Dear Team,

I've been having a problem with cufflink regarding GFF files. I tried searching the mailing list first and failed to find an answer. Could you help me look at this?

I downloaded my genome annotation GFF file from NCBI (soon I realized NCBI format may be a problem) for my bacterial RNA-seq data analysis. My GFF file looks like the following:

'

##gff-version 3
#!gff-spec-version 1.20
#!processor NCBI annotwriter
##sequence-region NC_011420.2 1 4355543
##species http://www.ncbi.nlm.nih.gov/Taxonomy/Browser/wwwtax.cgi?id=414684
NC_011420.2	RefSeq	region	1	4355543	.	+	.	ID=id0;Dbxref=taxon:414684;Is_circular=true;culture-collection=ATCC:51521;gb-synonym=Rhodocista centenaria SW;gbkey=Src;genome=chromosome;mol_type=genomic DNA;strain=SW%3B ATCC 51521
NC_011420.2	RefSeq	gene	11	3343	.	+	.	ID=gene0;Name=RC1_0011;Dbxref=GeneID:7008893;gbkey=Gene;locus_tag=RC1_0011
NC_011420.2	RefSeq	CDS	11	3343	.	+	0	ID=cds0;Name=YP_002296275.1;Parent=gene0;Note=Contains a type I secretion target ggxgxdxxx repeat %282 copies%29 domain%3B Contains a Cadherin domain%3B identified by match to protein family HMM PF02789;Dbxref=Genbank:YP_002296275.1,GeneID:7008893;gbkey=CDS;product=hypothetical protein;protein_id=YP_002296275.1;transl_table=11

I used this file for cufflink but all the FPKM values are 0. I checked out this link: http://cufflinks.cbcb.umd.edu/gff.html and thought that maybe the problem is because I don't have any mRNA feature in my gff file.
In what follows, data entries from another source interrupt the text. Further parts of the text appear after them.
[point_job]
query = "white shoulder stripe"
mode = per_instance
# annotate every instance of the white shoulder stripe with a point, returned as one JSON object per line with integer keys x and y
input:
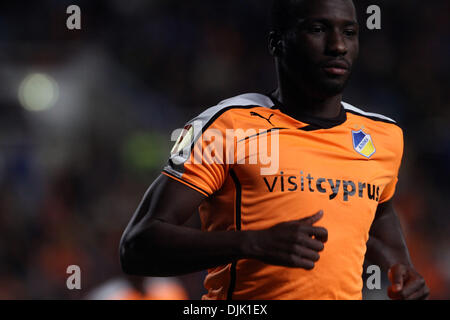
{"x": 368, "y": 114}
{"x": 243, "y": 100}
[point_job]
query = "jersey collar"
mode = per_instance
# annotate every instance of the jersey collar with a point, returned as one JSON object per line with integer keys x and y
{"x": 314, "y": 123}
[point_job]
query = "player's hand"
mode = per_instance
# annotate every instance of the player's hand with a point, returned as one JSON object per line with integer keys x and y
{"x": 292, "y": 244}
{"x": 406, "y": 283}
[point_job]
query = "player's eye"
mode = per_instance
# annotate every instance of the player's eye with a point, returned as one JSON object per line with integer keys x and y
{"x": 350, "y": 32}
{"x": 316, "y": 29}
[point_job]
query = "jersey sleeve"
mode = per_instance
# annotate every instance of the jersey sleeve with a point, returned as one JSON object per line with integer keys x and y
{"x": 199, "y": 156}
{"x": 389, "y": 189}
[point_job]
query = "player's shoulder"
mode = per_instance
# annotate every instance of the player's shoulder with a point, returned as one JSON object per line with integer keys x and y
{"x": 374, "y": 118}
{"x": 227, "y": 109}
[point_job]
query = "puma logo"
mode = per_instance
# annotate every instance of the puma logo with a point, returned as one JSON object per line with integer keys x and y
{"x": 258, "y": 115}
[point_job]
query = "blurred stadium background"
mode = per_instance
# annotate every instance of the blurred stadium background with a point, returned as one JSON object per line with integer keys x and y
{"x": 86, "y": 118}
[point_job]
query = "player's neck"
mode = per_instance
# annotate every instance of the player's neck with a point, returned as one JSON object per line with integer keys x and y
{"x": 297, "y": 104}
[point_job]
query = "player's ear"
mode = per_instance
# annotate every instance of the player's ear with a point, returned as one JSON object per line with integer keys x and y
{"x": 275, "y": 44}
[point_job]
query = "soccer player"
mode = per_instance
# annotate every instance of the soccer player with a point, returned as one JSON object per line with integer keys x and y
{"x": 303, "y": 231}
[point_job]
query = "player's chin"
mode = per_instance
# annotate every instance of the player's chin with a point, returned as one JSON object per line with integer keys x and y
{"x": 333, "y": 86}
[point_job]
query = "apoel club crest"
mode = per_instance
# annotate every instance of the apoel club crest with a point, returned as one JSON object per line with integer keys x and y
{"x": 363, "y": 143}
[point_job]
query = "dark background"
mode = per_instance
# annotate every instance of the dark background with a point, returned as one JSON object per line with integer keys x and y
{"x": 72, "y": 174}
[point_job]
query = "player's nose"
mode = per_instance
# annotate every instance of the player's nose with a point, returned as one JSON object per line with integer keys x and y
{"x": 336, "y": 45}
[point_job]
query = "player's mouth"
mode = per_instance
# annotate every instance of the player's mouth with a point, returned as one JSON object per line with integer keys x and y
{"x": 336, "y": 68}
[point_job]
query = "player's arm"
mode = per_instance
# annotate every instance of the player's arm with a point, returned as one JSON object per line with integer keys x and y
{"x": 156, "y": 243}
{"x": 387, "y": 248}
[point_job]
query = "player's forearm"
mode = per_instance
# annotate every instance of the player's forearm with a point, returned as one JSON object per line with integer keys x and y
{"x": 387, "y": 245}
{"x": 162, "y": 249}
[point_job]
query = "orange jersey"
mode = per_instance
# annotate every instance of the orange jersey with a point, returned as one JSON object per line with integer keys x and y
{"x": 344, "y": 166}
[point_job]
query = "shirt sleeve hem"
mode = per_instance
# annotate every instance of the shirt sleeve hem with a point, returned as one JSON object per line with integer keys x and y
{"x": 190, "y": 185}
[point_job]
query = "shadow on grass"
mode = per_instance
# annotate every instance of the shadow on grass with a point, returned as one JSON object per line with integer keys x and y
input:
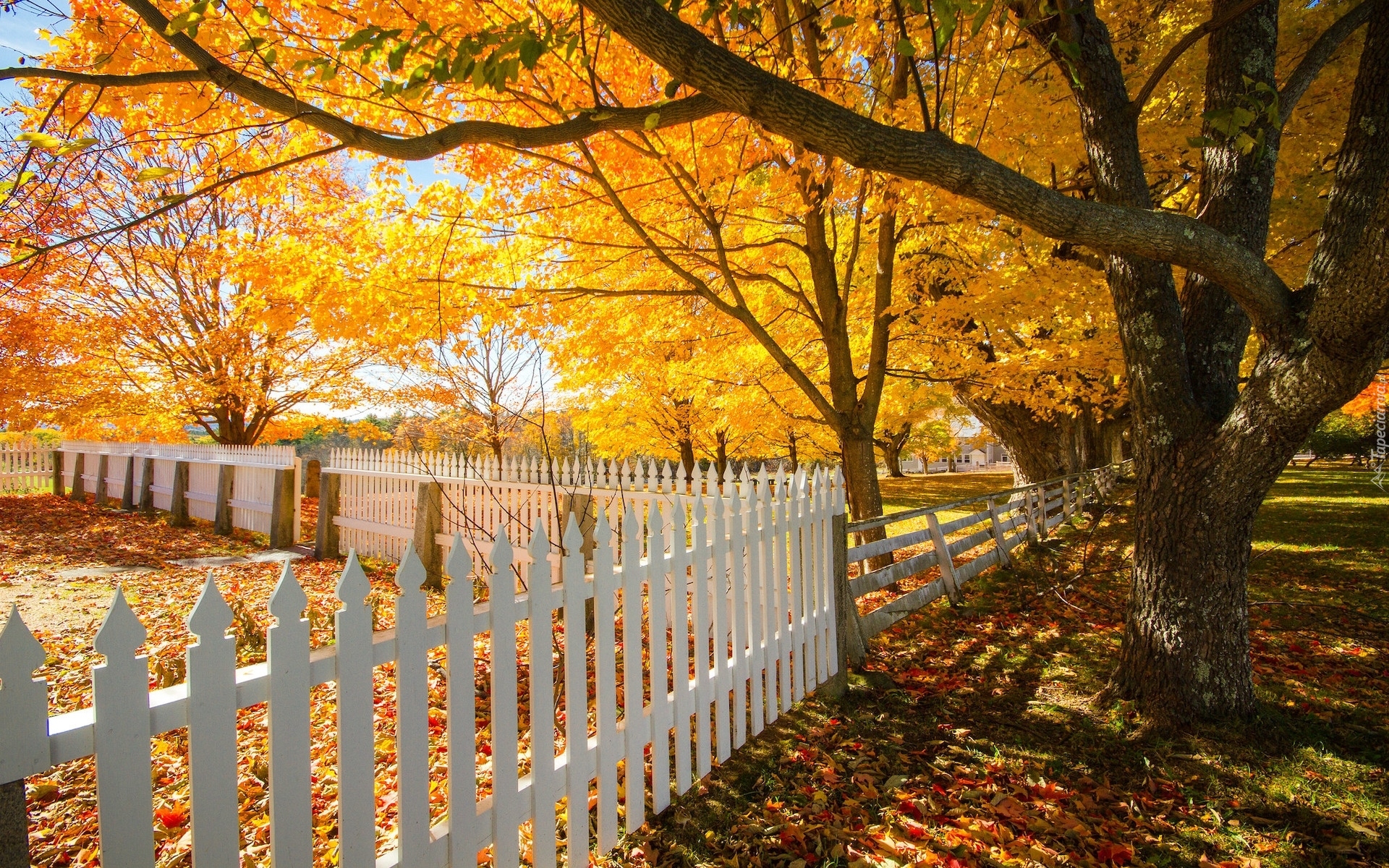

Since I am dealing with a bacterial genome, there is no exon/intron or UTR info needed. Therefore I modified my GFF file into the following:

##gff-version 3
#!gff-spec-version 1.20
#!processor NCBI annotwriter
##sequence-region NC_011420.2 1 4355543
##species http://www.ncbi.nlm.nih.gov/Taxonomy/Browser/wwwtax.cgi?id=414684
NC_011420.2	RefSeq	region	1	4355543	.	+	.	ID=id0;Dbxref=taxon:414684;Is_circular=true;culture-collection=ATCC:51521;gb-synonym=Rhodocista centenaria SW;gbkey=Src;genome=chromosome;mol_type=genomic DNA;strain=SW%3B ATCC 51521
NC_011420.2	RefSeq	mRNA	11	3343	.	+	.	ID=mRNA0;Name=RC1_0011;Dbxref=GeneID:7008893;gbkey=Gene;locus_tag=RC1_0011
NC_011420.2	RefSeq	CDS	11	3343	.	+	0	ID=cds0;Name=YP_002296275.1;Parent=mRNA0;Note=Contains a type I secretion target ggxgxdxxx repeat %282 copies%29 domain%3B Contains a Cadherin domain%3B identified by match to protein family HMM PF02789;Dbxref=Genbank:YP_002296275.1,GeneID:7008893;gbkey=CDS;product=hypothetical protein;protein_id=YP_002296275.1;transl_table=11

I re-ran cufflink however this time there is error reported. I can only tell from the report that there is a segmentation fault but not further details. The report is as follows:

Error running cufflinks.
return code = 139
Command line:
cufflinks -q --no-update-check -I 100 -F 0.100000 -j 0.150000 -p 4 -G /galaxy/test_pool/pool5/files/000/327/dataset_327777.dat /galaxy/test_database/files/000/325/dataset_325086.dat 
[19:41:41] Loading reference annotation.
Segmentation fault

cp: cannot stat `/galaxy/test_pool/pool3/tmp/job_working_directory/000/170/170197/global_model.txt': No such file or directory
cp: cannot stat `/galaxy/test_pool/pool3/tmp/job_working_directory/000/170/170197/isoforms.fpkm_tracking': No such file or directory
cp: cannot stat `/galaxy/test_pool/pool3/tmp/job_working_directory/000/170/170197/genes.fpkm_tracking': No such file or directory

My questions will be:

1. Is there any way to modify a NCBI bacterial genome annotation GFF file to make it usable for cufflink? Our genome annotation is only available in NCBI, not ensemble or USDC so this is pretty much my only choice..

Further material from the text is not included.